Peter Selinger: Review of Linux OCR software

Review of Linux OCR software

Written Aug 18, 2007. Updated Aug 27, 2007.

Optical character recognition (OCR) is a difficult and finicky problem. In the open-source world, there are relatively few choices of quality OCR software. This document compares three different Linux OCR programs: Ocrad, GOCR, and Tesseract.

The programs

I tested three open-source OCR programs:

Ocrad 0.17. Ocrad is the GNU OCR program. It was written by Antonio Diaz Diaz and is licensed under GPL.
GOCR 0.44. GOCR is an OCR program written by Joerg Schulenburg and others. It is licensed under GPL.
Tesseract 2.00. Tesseract is an OCR engine that was developed by Hewlett Packard in the 1980's and 1990's and was state-of-the-art at the time. Under the sponsorship of Google, Tesseract was made open source in 2006. It is released under an Apache license.

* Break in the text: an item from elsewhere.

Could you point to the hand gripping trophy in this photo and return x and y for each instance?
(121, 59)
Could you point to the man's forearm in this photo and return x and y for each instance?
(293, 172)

All three programs could be compiled and installed out of the box using the standard "./configure", "make", and "make install" commands. Note that Tesseract 2.00 requires downloading two tarballs: the engine itself and a language-specific data set.

The test data

The test data consists of two pages of text, which were scanned in color at 600dpi. The pages were edited slightly to remove confidential information, and were cropped to a bounding box around the text area. Each page contains a single column of text.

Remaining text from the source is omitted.